EMERIC GUERILLOT ENCERRA MILÃO CORTINA

Emeric Guerillot

Foto: Sean M. Haffey/Getty Images

Emeric Guerillot encerrou esta segunda-feira a sua primeira participação olímpica, com a realização da prova de Slalom, do Esqui Alpino, em Milão Cortina 2026.

Numa primeira manga marcada pela exigência do percurso e pelas dificuldades atmosféricas, o português não conseguiu cruzar a meta, terminando sem classificação.

Tal como Emeric, outros 48 atletas não completaram a descida e, consequentemente, não tiveram acesso à segunda manga.

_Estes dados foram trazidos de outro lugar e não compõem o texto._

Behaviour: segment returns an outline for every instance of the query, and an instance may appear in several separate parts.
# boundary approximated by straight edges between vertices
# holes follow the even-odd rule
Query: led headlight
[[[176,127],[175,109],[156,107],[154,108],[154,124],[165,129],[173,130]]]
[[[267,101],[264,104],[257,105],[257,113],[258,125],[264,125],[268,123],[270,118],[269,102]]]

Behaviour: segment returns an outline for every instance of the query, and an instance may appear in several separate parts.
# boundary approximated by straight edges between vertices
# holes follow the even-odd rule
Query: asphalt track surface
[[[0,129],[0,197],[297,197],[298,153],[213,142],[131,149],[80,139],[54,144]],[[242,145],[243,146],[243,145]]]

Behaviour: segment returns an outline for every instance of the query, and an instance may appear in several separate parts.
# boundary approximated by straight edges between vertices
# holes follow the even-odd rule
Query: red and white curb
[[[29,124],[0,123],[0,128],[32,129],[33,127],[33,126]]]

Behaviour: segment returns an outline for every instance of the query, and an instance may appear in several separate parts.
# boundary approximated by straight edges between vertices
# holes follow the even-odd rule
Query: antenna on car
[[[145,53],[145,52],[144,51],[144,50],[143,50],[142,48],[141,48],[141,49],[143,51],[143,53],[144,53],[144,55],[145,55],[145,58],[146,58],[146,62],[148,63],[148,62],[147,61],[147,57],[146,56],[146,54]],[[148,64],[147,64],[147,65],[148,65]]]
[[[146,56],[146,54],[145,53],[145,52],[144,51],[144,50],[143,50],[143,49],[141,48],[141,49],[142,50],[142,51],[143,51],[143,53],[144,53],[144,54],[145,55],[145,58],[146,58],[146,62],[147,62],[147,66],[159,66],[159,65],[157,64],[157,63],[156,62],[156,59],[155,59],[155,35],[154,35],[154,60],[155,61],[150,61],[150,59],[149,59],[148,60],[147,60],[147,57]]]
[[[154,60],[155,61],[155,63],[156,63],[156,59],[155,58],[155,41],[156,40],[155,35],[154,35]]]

Entre os 95 esquiadores que iniciaram a prova, só 44 avançaram para a segunda manga, com outros dois a serem desclassificados.

O suíço Loic Meillard sagrou-se campeão olímpico, com o tempo somado de 1.53,61, seguido do austríaco Fabio Gstrein, prata com 1.53,96, e do norueguês Henrik Kristoffersen, bronze com 1.54,74.

Fonte: COP

Emeric Guerillot brilha na estreia olímpica

Aos 18 anos, Emeric Guerillot marcou presença em três eventos na sua estreia em Jogos Olímpicos de inverno.

No Super G, a sua preferência, igualou o melhor resultado masculino de Portugal no Esqui Alpino, com um 32.º lugar.

Seguiu-se o Slalom Gigante, no qual foi 38.º, encerrando com o Slalom, sem classificação.

Emeric Guerillot
Foto: Dustin Satloff/Getty Images

“Estou muito contente…”

“Assim termina a minha participação nos Jogos Olímpicos. Estou muito contente com o que consegui produzir.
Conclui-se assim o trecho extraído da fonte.